Here's an example showing that $S$ is not always a finite union of algebraic sets. Let $Z$ be the zero locus of the single polynomial $x_1x_2 - 1$. Then $S = \mathbb{A}^1\setminus \{0\}$.

What is true is that $S$ is always a finite union of sets defined by finitely many polynomial equations (basic Zariski closed sets) and negated equations (basic Zariski open sets). Such a set is called a constructible set, and the fact that the projection of a Zariski-closed set (or more generally a constructible set) is a constructible set is known as Chevalley's theorem in algebraic geometry.

The $S$ in the example above is defined by the single negated equation $x_1\neq 0$.

As a logician, I prefer to think of this in terms of quantifier-elimination in the theory of algebraically closed fields. This result, due to Tarski, says that a subset of $K^n$ ($K$ algebraically closed) defined by a first-order formula (built up from polynomial equations by finite Boolean combinations and quantifiers) can actually be defined without quantifiers. The set $S$ in your question is defined by the first-order formula $$\exists x_n\, \bigwedge_{i = 1}^k f_i(x_1,\dots,x_n) = 0.$$

Putting the quantifier-free formula we get from quantifier-elimination in disjunctive normal form, it looks like $$\bigvee_{i = 1}^n \bigwedge_{j = 1}^m \varphi_{ij}(\overline{x}),$$ where each $\varphi_{ij}(\overline{x})$ is $p_{ij}(\overline{x}) = 0$ or $p_{ij}(\overline{x})\neq 0$ for some polynomial $p_{ij}$. This is explicitly a finite union of sets defined by finitely many polynomial equations and negated equations.

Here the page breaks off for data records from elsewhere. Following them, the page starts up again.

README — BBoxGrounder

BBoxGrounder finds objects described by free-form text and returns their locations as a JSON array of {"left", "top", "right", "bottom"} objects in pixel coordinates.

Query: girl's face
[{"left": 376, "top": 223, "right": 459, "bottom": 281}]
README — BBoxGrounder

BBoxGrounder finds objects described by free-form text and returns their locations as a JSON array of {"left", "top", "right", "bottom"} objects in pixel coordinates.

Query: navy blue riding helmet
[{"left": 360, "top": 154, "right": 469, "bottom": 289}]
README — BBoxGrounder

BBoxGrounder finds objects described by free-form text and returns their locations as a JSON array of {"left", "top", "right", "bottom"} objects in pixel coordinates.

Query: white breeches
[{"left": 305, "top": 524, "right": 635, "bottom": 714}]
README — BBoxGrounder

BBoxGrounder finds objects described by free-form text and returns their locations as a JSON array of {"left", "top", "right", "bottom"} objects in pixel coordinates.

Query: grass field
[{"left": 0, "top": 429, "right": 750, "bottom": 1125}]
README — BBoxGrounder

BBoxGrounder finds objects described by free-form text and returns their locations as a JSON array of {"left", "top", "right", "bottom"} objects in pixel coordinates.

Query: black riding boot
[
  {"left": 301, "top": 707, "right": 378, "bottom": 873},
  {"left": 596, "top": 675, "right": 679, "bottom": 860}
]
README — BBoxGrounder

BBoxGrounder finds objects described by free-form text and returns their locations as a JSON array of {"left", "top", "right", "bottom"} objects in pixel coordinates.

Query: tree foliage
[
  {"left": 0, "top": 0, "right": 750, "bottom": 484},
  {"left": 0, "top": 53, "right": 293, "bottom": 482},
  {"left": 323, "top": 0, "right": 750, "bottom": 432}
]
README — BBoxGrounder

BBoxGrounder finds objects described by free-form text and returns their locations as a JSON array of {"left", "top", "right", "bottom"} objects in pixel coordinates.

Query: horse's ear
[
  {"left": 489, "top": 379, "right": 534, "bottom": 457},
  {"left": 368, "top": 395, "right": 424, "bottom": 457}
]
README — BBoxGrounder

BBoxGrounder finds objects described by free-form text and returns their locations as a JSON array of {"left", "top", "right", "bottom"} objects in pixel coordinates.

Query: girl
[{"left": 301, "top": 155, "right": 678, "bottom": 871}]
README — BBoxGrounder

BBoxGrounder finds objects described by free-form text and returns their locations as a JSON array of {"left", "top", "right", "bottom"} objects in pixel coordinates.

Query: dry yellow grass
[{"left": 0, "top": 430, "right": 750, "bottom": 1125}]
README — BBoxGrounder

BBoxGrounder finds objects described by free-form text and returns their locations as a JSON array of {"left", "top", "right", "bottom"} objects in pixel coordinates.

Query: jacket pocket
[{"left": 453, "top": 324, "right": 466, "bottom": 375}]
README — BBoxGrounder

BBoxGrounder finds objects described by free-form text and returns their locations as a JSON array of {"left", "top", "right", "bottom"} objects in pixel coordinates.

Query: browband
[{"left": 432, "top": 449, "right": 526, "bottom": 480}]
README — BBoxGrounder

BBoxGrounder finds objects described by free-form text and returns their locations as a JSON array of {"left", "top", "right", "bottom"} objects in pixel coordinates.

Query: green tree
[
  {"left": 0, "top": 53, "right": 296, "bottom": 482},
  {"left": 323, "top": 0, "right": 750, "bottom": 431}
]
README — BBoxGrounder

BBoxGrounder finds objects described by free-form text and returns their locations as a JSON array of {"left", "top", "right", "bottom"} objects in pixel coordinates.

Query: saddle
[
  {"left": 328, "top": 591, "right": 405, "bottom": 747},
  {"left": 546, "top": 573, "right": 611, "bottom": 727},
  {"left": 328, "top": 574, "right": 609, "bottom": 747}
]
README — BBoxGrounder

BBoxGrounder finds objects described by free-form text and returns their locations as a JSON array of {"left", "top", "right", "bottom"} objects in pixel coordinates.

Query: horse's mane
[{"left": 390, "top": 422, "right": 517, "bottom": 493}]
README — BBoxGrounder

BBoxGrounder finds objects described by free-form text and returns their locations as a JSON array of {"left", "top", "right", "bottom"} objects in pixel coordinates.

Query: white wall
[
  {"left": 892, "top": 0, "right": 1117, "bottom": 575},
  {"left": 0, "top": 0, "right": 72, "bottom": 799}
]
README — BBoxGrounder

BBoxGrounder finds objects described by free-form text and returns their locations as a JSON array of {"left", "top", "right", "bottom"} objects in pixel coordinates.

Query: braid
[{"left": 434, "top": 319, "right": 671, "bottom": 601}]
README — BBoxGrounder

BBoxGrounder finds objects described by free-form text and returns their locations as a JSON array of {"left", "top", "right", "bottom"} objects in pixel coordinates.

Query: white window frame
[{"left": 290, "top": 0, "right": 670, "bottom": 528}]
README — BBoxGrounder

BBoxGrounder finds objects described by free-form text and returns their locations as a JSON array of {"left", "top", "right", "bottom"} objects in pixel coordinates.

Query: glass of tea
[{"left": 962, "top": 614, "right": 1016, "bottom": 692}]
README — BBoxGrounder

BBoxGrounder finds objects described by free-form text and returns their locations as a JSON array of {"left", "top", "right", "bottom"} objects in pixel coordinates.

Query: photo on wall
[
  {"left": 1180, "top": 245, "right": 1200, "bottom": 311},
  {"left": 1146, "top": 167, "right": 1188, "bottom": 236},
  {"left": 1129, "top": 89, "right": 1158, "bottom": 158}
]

The operation is called projection. Tbe first-order theory of the complex field (which is the same as the first-order theory of algebraically closed fields of characteristic $0$) admits quantifier elimination. This means that $\exists x_n (x_1, \ldots, x_n) \in Z$ is equivalent to a propositional combination of primitive formulas of the form $p_j(x_1, \ldots, x_n) = 0$ for some finite set of polynomials $p_j$. Hence $A$ can be obtained from a finite set of algebraic sets using union, intersection and complement.

[Aside: analogous results hold over the real field, in which case the definable sets are called semi-algebraic sets and the primitive formulas also include formulas of the form $p_j(x_1, \ldots, x_n) > 0$].